There was some coming and going on the gangways now. The deck was deserted. Below us the passengers were proceeding in jerks along the quay. They could move only a few yards before they dropped some of their luggage. I pointed to them.

“Like a sack race,” I said.

My companion was still laughing. I was surprised. “You know something?” he said. “You’re dry, you’re really dry. I didn’t think you were, but you’re dry.” He was bounding his head up and down and showing his two gold teeth, and from the tone of his voice I think he meant it as a compliment.

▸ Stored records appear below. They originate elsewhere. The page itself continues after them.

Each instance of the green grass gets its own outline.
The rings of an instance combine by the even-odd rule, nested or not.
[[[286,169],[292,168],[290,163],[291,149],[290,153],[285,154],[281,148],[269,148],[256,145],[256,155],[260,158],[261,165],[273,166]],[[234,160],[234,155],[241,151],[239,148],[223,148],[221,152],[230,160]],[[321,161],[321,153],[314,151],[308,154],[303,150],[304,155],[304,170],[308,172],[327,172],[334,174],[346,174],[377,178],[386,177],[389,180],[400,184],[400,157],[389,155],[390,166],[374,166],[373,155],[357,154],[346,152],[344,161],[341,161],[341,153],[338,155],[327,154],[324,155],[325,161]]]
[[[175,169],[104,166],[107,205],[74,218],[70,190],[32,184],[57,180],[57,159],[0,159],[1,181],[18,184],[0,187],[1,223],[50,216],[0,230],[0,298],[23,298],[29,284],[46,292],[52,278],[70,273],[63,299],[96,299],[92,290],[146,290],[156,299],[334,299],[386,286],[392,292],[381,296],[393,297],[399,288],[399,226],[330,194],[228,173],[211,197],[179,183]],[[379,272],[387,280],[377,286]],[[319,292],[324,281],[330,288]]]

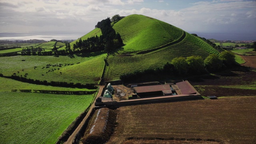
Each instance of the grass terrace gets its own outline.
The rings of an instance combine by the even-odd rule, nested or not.
[[[122,19],[114,25],[113,28],[120,34],[126,44],[124,52],[149,49],[175,41],[183,33],[182,30],[170,24],[137,14]]]
[[[161,67],[177,57],[195,55],[205,58],[209,54],[218,53],[202,40],[186,33],[180,42],[150,53],[131,56],[110,56],[105,78],[107,80],[118,79],[120,75],[128,72]]]

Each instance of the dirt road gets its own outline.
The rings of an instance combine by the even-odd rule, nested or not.
[[[95,98],[95,100],[94,100],[94,102],[92,104],[91,107],[90,108],[90,109],[88,111],[88,112],[87,112],[87,114],[86,114],[86,115],[84,117],[84,119],[83,119],[83,120],[80,123],[78,126],[78,127],[76,128],[76,130],[75,130],[75,131],[74,132],[73,132],[72,134],[71,134],[71,135],[69,137],[68,140],[66,142],[64,142],[64,144],[72,144],[72,140],[74,139],[74,138],[75,137],[76,134],[80,130],[80,129],[81,129],[81,128],[82,128],[82,126],[84,125],[84,122],[85,122],[85,120],[89,117],[90,114],[91,113],[92,110],[94,107],[94,106],[95,106],[94,103],[95,103],[95,101],[96,100],[96,99],[97,99],[97,98],[100,96],[100,94],[101,94],[101,92],[102,92],[102,89],[103,89],[104,88],[104,86],[100,86],[100,88],[99,89],[99,92],[98,92],[98,94],[97,95],[97,96]]]

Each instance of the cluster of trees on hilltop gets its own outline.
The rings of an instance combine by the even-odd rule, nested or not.
[[[80,52],[91,52],[105,50],[107,52],[114,51],[124,44],[121,36],[111,26],[110,18],[99,22],[95,28],[101,30],[102,35],[82,40],[80,38],[73,45],[73,50]]]
[[[120,78],[124,82],[127,82],[140,80],[141,78],[146,76],[198,75],[219,72],[227,67],[231,67],[235,64],[234,54],[225,51],[220,53],[219,56],[216,54],[210,54],[204,60],[200,56],[195,56],[174,58],[170,63],[167,62],[162,68],[149,68],[125,73],[122,74]]]

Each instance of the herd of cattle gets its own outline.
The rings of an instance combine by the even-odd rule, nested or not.
[[[76,63],[76,64],[80,64],[80,62]],[[53,67],[62,67],[63,66],[70,66],[70,65],[72,66],[72,65],[73,65],[74,64],[54,64],[54,65],[51,64],[47,64],[46,65],[46,66],[43,66],[42,68],[42,69],[44,69],[44,68],[47,69],[47,68],[50,68],[51,66],[52,66]],[[36,68],[37,68],[37,67],[35,66],[34,66],[34,70],[36,70]],[[46,71],[46,73],[47,74],[48,72],[53,72],[55,70],[60,70],[60,68],[57,68],[57,69],[56,68],[52,68],[50,70],[48,70]],[[24,70],[22,70],[22,71],[23,72],[24,72]],[[14,76],[16,76],[16,75],[17,75],[17,74],[20,74],[20,72],[19,71],[18,71],[18,72],[17,72],[17,73],[14,73],[13,75],[14,75]],[[60,74],[62,74],[62,72],[60,72]],[[26,77],[27,76],[28,74],[26,73],[23,76],[24,77]],[[22,77],[23,76],[22,75],[20,75],[20,76],[21,77]],[[44,76],[44,75],[43,74],[42,74],[42,76]]]

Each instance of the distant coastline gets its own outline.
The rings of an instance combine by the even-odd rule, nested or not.
[[[256,40],[256,33],[241,33],[238,32],[188,32],[190,34],[196,34],[207,39],[215,39],[219,40]]]
[[[0,31],[0,40],[77,40],[89,32],[54,31]]]
[[[49,41],[54,39],[77,40],[89,32],[81,31],[0,31],[0,40],[43,40]],[[256,33],[240,33],[238,32],[196,32],[188,31],[190,34],[196,34],[199,36],[206,39],[213,38],[219,40],[256,40]]]

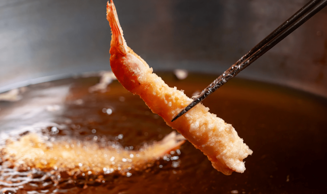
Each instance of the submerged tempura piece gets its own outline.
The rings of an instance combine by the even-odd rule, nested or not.
[[[46,140],[47,137],[30,133],[18,140],[9,139],[6,145],[0,147],[0,159],[23,171],[37,168],[73,174],[77,171],[96,174],[118,171],[125,174],[131,169],[146,168],[146,164],[179,149],[185,141],[173,131],[161,141],[135,150],[126,150],[115,144],[101,146],[92,141],[67,138],[52,142]]]
[[[176,87],[169,87],[127,46],[112,0],[108,2],[107,10],[112,32],[110,65],[119,82],[139,95],[153,113],[201,150],[215,169],[226,175],[244,172],[243,159],[252,150],[231,125],[210,113],[208,108],[198,104],[176,121],[170,122],[192,100]]]

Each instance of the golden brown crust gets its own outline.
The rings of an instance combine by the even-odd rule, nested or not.
[[[118,81],[127,90],[140,95],[153,112],[207,156],[215,168],[225,174],[243,172],[243,159],[252,151],[231,125],[210,113],[208,108],[198,104],[178,120],[170,122],[192,100],[176,87],[169,87],[127,46],[112,1],[107,7],[107,19],[112,33],[110,64]]]

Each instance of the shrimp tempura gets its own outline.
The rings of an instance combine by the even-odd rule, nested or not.
[[[211,113],[209,108],[198,104],[176,121],[170,121],[192,100],[176,87],[169,87],[127,46],[112,0],[107,3],[107,13],[112,32],[110,65],[119,82],[139,95],[153,113],[201,150],[215,169],[226,175],[244,172],[243,159],[252,150],[231,125]]]

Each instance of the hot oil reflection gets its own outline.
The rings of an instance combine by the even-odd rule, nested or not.
[[[78,188],[105,185],[122,176],[130,177],[135,172],[153,168],[161,163],[158,160],[163,156],[166,160],[167,156],[172,158],[169,154],[184,142],[183,137],[173,131],[161,140],[126,145],[123,134],[115,135],[117,130],[121,132],[122,128],[123,131],[126,128],[120,121],[126,117],[124,110],[113,111],[123,109],[123,106],[109,99],[108,106],[104,99],[99,99],[99,93],[92,94],[95,91],[89,89],[87,92],[90,88],[81,83],[83,80],[66,80],[64,85],[55,82],[46,84],[46,88],[42,84],[30,86],[21,101],[1,112],[6,113],[0,117],[6,123],[0,136],[3,144],[1,192],[75,193]],[[67,84],[67,81],[73,83]],[[74,86],[79,84],[82,88]],[[125,101],[122,96],[118,96],[120,102]],[[85,120],[88,116],[94,119],[99,114],[104,116],[102,113],[116,116],[103,125],[105,131],[97,126],[103,118],[80,122],[81,118]],[[113,122],[117,127],[111,131]],[[150,123],[148,128],[156,126]],[[17,128],[6,128],[10,126]],[[133,137],[134,142],[138,141]]]

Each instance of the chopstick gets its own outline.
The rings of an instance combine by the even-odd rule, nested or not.
[[[193,101],[175,116],[171,122],[176,120],[201,102],[326,5],[327,0],[312,0],[306,4],[215,80],[200,93],[192,97]]]

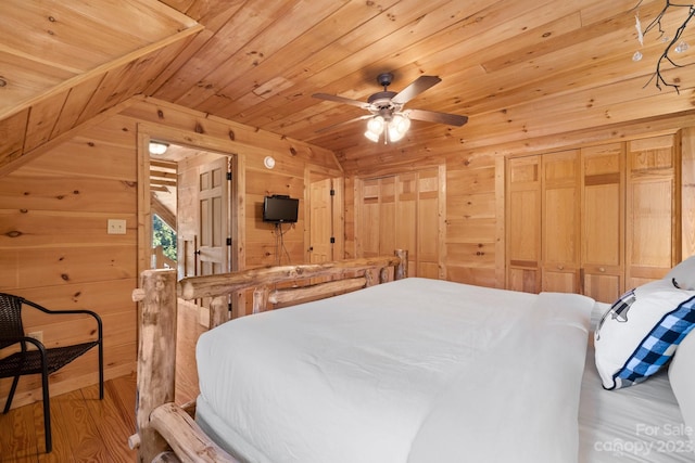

In London the crocuses were out in the parks and the spring was early. People were taking off their coats and lying on the grass, but they kept apart from each other, aloof, and their eyes were cautious as if they did not trust the sudden sun. In the streets they hurried past with their gaze on shop windows, on the advertisements, or on their clothes, like people who are intent on avoiding unwelcome friends. In the buses they were neat and inscrutable as if the avoidance had been detected, as if they were nursing some insult with the indifferent face of pretence. They were somehow on their dignity, as if the world had offended them; and this attitude was reflected in the popular headlines of the day. “Demand your rights,” they shouted; “Every decent man and woman deserves the best”; and when the best was not forthcoming—“It is an insult to every Briton in the land.” This was the attitude. The ordinary people had demanded a cult of ordinariness and now were indignant that it had not given them extraordinary things.